The hubris tones are over 9000.
This distillery in is Bardstown, KY, but this was distilled in Canada, so it’s not bourbon. Sure you have a girlfriend, but she goes to a different school, so it doesn’t count. The only thing higher than the proof, 119, is the price, $170 retail.
Most people just wrote this off until Breaking Bourbon called this one of their top 5 whiskies of 2019, so dudes were stumbling into their Nissan Versas to go scoop up some Corn Water Stonks.
Listen, those Diageo LOST BARREL type of stories are often marketing bullshit. Oh no way, an ultraaged cask that no one thought to index and track, sounds delicious.

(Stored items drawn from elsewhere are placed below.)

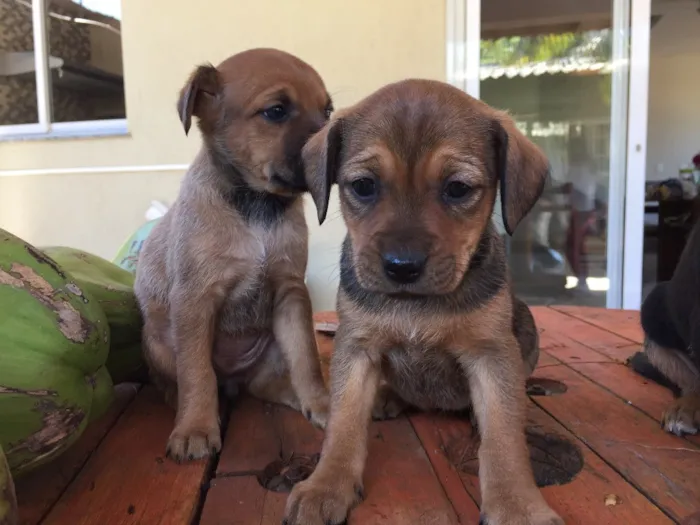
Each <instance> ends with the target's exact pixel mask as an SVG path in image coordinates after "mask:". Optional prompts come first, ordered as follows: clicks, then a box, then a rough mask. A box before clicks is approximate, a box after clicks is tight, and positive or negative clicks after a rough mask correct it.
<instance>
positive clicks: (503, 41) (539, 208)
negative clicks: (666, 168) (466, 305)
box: [480, 0, 624, 306]
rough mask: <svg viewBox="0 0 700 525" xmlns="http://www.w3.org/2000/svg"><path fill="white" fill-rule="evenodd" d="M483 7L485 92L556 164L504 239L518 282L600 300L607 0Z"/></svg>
mask: <svg viewBox="0 0 700 525" xmlns="http://www.w3.org/2000/svg"><path fill="white" fill-rule="evenodd" d="M482 17H483V18H482V40H481V65H480V78H481V98H482V99H483V100H484V101H485V102H487V103H488V104H490V105H492V106H495V107H497V108H501V109H506V110H508V111H509V112H510V113H511V115H512V116H513V117H514V118H515V120H516V123H517V125H518V127H519V128H520V129H521V131H523V132H524V133H525V134H526V135H527V136H528V137H529V138H530V139H531V140H532V141H533V142H535V143H536V144H538V145H539V146H540V147H541V148H542V149H543V150H544V152H545V153H546V154H547V156H548V157H549V160H550V162H551V167H552V173H551V178H550V180H549V181H548V184H547V187H546V189H545V192H544V194H543V196H542V198H541V199H540V201H539V202H538V204H537V205H536V207H535V209H534V210H533V211H532V212H531V213H530V215H529V216H528V217H527V218H526V219H525V220H524V221H523V222H522V223H521V224H520V225H519V226H518V228H517V230H516V232H515V234H514V236H513V237H512V238H509V239H507V241H506V242H507V246H508V250H509V258H510V266H511V272H512V275H513V284H514V287H515V291H516V292H517V293H518V294H519V295H520V296H522V297H523V299H525V300H526V301H528V302H529V303H530V304H550V303H557V304H566V303H572V304H582V305H591V306H605V302H606V292H607V290H608V289H609V280H608V278H607V277H608V276H607V255H606V253H607V232H606V217H607V212H608V187H609V180H610V176H611V174H610V168H609V164H610V141H611V136H610V122H611V86H612V83H611V71H612V60H611V59H612V41H611V37H612V31H611V27H612V1H611V0H606V1H602V0H596V1H592V2H589V3H584V2H551V1H548V0H530V1H528V2H514V1H513V0H489V1H488V2H486V1H484V2H482ZM615 176H619V177H623V176H624V173H622V172H621V173H616V174H615ZM497 210H498V214H499V215H500V209H499V208H497ZM498 222H500V221H497V223H498Z"/></svg>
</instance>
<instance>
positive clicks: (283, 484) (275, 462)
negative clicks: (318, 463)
mask: <svg viewBox="0 0 700 525" xmlns="http://www.w3.org/2000/svg"><path fill="white" fill-rule="evenodd" d="M319 457H320V455H319V454H314V455H312V456H303V455H295V454H292V455H291V456H290V457H289V458H282V459H277V460H275V461H273V462H272V463H270V464H268V465H267V466H266V467H265V469H264V470H263V471H262V472H260V473H258V475H257V478H258V483H260V485H261V486H262V487H263V488H265V489H267V490H270V491H272V492H290V491H291V490H292V487H294V485H296V484H297V483H299V482H301V481H304V480H305V479H306V478H308V477H309V476H310V475H311V473H312V472H313V471H314V468H316V465H317V464H318V460H319Z"/></svg>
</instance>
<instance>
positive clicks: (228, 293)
mask: <svg viewBox="0 0 700 525" xmlns="http://www.w3.org/2000/svg"><path fill="white" fill-rule="evenodd" d="M265 240H266V239H264V238H261V239H260V240H259V242H258V246H256V247H255V248H256V249H255V250H254V251H253V253H251V254H250V255H251V257H250V258H249V261H248V263H247V264H245V265H242V271H241V273H240V275H238V276H236V284H235V286H234V287H233V288H232V289H231V290H230V291H229V293H228V296H227V298H226V300H225V302H224V305H223V307H222V310H221V313H220V317H219V323H220V328H221V329H223V330H224V331H226V332H228V333H240V332H249V331H261V330H265V329H267V328H268V327H269V326H270V324H271V323H272V310H273V305H274V296H275V290H274V285H273V282H272V279H271V276H272V275H274V272H275V271H277V268H276V266H277V265H278V264H279V263H278V254H276V253H275V250H274V248H275V246H271V243H269V242H268V243H266V242H265Z"/></svg>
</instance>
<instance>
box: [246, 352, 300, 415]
mask: <svg viewBox="0 0 700 525" xmlns="http://www.w3.org/2000/svg"><path fill="white" fill-rule="evenodd" d="M248 391H249V392H250V393H251V394H252V395H253V396H255V397H257V398H258V399H262V400H263V401H269V402H270V403H280V404H282V405H287V406H288V407H291V408H293V409H295V410H299V411H301V407H300V406H299V399H298V398H297V395H296V393H295V392H294V388H293V387H292V381H291V379H290V377H289V368H288V367H287V363H286V361H285V359H284V356H283V355H282V351H281V350H280V347H279V344H278V343H277V341H273V342H272V343H271V344H270V346H269V348H268V349H267V350H266V354H265V358H264V360H263V362H262V363H261V364H260V365H259V367H258V369H257V370H255V372H254V375H253V379H252V380H251V381H250V382H249V383H248Z"/></svg>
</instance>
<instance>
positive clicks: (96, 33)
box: [47, 0, 126, 122]
mask: <svg viewBox="0 0 700 525" xmlns="http://www.w3.org/2000/svg"><path fill="white" fill-rule="evenodd" d="M47 17H48V18H47V28H48V33H49V55H50V58H49V66H50V69H51V95H52V97H53V98H52V109H53V122H74V121H81V120H101V119H115V118H119V119H121V118H126V111H125V105H124V74H123V67H122V43H121V21H120V20H121V1H120V0H48V4H47Z"/></svg>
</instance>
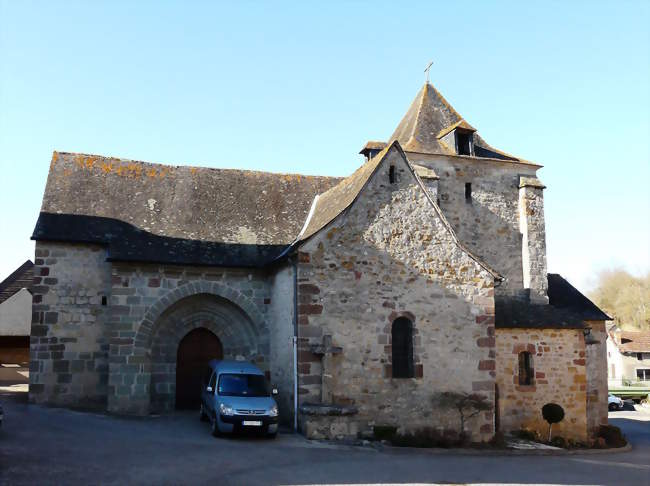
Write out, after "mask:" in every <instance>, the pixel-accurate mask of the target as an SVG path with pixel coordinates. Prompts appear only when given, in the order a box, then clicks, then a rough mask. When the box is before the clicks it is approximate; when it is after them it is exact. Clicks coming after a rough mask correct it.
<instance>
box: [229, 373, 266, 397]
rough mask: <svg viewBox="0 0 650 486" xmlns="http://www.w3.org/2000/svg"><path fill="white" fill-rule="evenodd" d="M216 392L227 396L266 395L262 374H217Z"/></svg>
mask: <svg viewBox="0 0 650 486" xmlns="http://www.w3.org/2000/svg"><path fill="white" fill-rule="evenodd" d="M218 393H219V395H221V396H227V397H268V396H269V395H270V393H269V388H268V385H267V384H266V378H265V377H264V376H263V375H243V374H223V375H221V376H219V388H218Z"/></svg>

The aroma is bizarre. It feels like old library stacks, the ornithology section no one visits, warm dryer lint, and wet summer deck. Think Old Blowhard but cut with Saz18. It feels like geriatric Pinnochio with no strings to hold it down.


Take that weird AARP nose and try to reconcile it with a punchy Bookers sweet heat on the palate. Red hot candies, caramel apple pop, and Chai. This 4 grain whiskey is nonstandard and I hope bourbon investors lose their collective stretchmarked asses on this one. Dudes wearing Under Armor polos with kids named TANNER dont open bourbon as is, let alone anything that doesn’t taste like sweet caramel juice they can promote in Men’s Health as the NEXT HOT WHISKEY YOU GOTTA TRY.
The finish is extremely dry, Oolong tea, and like Pecan sandies. IT IS S T R A N G E. If your palate is at that Gaspar Noe level where nothing gets your stave saturated anymore, then try this. It’s absolutely not worth $170, but if you want to look like an insensitive out of touch prick during a global pandemic, pull this out and talk about how TOUGH THE MARKETS ARE GOD ITS CRAZY WE ARE DRINKING OUTSIDE TREVOR.